One of Heymann’s clients, former First Lady Laura Bush, said in an email she believes none of the characters are based off her. The Bushes’ next project for Heymann is the addition of an art studio for the former president.
“We know David is a terrific architect, and now we know he is a wonderful writer as well,” Bush said. “I take David for his word in the afterword of his book: ‘this book is entirely a work of fiction.’”
Throughout the book, the young architect struggles to reconcile his own architectural views with his clients’. These conflicts have shaped Heymann’s views on Austin as a developing city.
“It just seems like Austin doesn’t make active plans,” Heymann said. “That’s what this book talks about. It centers around a young architect who’s trying to figure out what to do in this city that isn’t that sure of itself either.”
Heymann said his book is more than a collection of a few short humorous anecdotes; rather, it’s a platform to discuss the changing landscape of Austin. Heymann said his connection to the city’s infrastructure has grown during his 25-year-long career in Austin.
“When I moved to Austin, I was really shocked about how badly it was being overbuilt,” Heymann said. “I started to write this academic paper about why that was, and it was so dull. I wanted to reach as many people as I could, so it struck me that I could do that by telling a series of stories.”
Heymann insists the clients are entirely fictionalized. He said he intends for his readers to find the characters in “My Beautiful City” both laughable and frustrating.
“The characters are totally invented,” Heymann said. “My clients seem to be the only people who believe me.
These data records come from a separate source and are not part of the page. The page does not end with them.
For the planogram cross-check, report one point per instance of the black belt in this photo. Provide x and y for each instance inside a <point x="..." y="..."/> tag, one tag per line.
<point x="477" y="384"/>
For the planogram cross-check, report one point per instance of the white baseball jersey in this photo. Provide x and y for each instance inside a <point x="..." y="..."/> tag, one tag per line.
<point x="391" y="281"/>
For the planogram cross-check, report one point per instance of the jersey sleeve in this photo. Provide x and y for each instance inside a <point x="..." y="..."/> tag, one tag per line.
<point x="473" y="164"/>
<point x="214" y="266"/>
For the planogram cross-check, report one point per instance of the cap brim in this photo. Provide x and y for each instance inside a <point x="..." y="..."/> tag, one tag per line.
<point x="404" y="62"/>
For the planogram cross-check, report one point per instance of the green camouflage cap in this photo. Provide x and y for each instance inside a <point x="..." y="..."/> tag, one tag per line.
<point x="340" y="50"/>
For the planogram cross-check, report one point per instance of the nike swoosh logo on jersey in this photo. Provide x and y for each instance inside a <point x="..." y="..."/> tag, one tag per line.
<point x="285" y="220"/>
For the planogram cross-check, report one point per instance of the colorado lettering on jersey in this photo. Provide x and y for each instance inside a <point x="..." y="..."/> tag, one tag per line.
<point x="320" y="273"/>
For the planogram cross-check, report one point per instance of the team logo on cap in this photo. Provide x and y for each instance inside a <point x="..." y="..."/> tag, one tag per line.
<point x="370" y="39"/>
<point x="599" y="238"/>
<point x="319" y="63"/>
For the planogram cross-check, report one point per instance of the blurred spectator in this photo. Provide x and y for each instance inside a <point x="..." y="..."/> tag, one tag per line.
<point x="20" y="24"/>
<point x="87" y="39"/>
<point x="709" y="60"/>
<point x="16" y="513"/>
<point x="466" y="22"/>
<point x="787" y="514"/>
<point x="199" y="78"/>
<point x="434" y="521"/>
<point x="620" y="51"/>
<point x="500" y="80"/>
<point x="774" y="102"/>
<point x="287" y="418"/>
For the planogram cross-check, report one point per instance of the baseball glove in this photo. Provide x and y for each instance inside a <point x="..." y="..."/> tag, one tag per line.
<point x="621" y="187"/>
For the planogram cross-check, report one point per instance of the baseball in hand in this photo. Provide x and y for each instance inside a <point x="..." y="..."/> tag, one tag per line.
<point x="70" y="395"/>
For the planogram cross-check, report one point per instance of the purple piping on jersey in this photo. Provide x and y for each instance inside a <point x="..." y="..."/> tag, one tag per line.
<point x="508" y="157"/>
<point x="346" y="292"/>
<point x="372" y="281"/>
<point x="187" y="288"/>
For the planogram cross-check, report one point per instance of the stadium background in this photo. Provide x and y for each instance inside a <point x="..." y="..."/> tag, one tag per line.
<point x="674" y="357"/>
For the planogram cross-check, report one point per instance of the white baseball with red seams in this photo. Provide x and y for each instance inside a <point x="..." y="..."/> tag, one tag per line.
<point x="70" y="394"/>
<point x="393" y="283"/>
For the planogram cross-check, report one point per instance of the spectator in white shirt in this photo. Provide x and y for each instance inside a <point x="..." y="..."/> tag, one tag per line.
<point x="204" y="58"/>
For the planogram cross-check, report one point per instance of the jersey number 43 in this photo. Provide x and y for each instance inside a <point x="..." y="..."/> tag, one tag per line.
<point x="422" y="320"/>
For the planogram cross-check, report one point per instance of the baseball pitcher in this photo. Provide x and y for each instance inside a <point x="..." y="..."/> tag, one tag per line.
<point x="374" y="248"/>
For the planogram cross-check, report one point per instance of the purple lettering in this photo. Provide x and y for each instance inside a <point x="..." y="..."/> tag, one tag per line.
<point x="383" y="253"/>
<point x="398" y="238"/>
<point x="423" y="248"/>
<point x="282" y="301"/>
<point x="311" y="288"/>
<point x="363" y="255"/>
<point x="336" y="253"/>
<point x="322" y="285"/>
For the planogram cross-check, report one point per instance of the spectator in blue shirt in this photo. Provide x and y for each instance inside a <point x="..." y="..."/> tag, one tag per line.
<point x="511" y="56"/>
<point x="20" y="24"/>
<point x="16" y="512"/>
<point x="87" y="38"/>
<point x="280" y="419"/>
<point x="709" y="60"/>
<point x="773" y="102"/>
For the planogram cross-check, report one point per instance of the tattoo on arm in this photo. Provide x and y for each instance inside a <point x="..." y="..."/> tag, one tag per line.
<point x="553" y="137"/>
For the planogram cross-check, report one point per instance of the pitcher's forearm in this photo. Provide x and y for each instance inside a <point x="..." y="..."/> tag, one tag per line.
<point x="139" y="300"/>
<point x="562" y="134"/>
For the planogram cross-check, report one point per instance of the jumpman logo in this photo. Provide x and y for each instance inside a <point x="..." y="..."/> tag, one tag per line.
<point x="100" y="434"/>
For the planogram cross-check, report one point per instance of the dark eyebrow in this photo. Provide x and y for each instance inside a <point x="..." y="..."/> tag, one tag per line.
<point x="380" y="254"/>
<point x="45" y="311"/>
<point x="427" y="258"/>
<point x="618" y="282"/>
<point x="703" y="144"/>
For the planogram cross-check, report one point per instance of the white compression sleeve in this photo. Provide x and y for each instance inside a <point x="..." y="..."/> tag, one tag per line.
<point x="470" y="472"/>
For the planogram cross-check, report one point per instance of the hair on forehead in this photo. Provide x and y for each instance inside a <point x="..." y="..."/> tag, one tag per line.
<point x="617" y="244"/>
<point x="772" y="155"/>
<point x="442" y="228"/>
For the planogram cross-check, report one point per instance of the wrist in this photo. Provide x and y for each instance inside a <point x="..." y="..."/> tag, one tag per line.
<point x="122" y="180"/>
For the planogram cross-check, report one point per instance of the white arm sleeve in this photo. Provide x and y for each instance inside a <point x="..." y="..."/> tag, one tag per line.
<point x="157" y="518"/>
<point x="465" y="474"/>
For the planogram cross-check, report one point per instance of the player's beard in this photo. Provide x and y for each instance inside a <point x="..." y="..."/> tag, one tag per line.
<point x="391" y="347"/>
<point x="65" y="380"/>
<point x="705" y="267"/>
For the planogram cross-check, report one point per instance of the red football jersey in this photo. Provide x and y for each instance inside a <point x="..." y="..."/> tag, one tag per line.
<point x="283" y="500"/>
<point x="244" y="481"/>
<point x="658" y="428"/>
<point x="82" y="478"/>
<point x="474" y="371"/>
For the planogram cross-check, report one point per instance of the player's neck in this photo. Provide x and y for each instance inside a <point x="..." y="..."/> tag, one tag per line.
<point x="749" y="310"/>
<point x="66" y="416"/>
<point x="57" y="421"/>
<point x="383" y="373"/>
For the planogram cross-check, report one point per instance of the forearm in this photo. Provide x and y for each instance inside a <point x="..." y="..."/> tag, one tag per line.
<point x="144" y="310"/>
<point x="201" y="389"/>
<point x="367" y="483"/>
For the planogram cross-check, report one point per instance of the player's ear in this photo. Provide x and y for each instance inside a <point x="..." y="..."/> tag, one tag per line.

The book just doesn’t read false because the motivations behind the houses these people are building are very real and familiar.”
While Heymann’s clients don’t appear in the books, he said the characters are people every architect meets — it’s part of the job.
“People’s motivations for building can be really weird or screwed up,” Heymann said. “They’re motivated by wealth and consumption or other social issues. The shifting of wealth in Austin is one of the kind of profound agents of change here. It has an effect all throughout the city.”
More than a criticism of Austin, Heymann’s book originated from his appreciation of the city and his concern for its future.
“The book is meant to be a love song to Austin,” Heymann said. “It’s in this moment when it’s changing from kind of an innocent place to something more. It’s the 11th largest city in the country, but its structure has barely changed since there were 150,000 people here. Austin has some pretty mature decisions to make about how it’s going to grow.”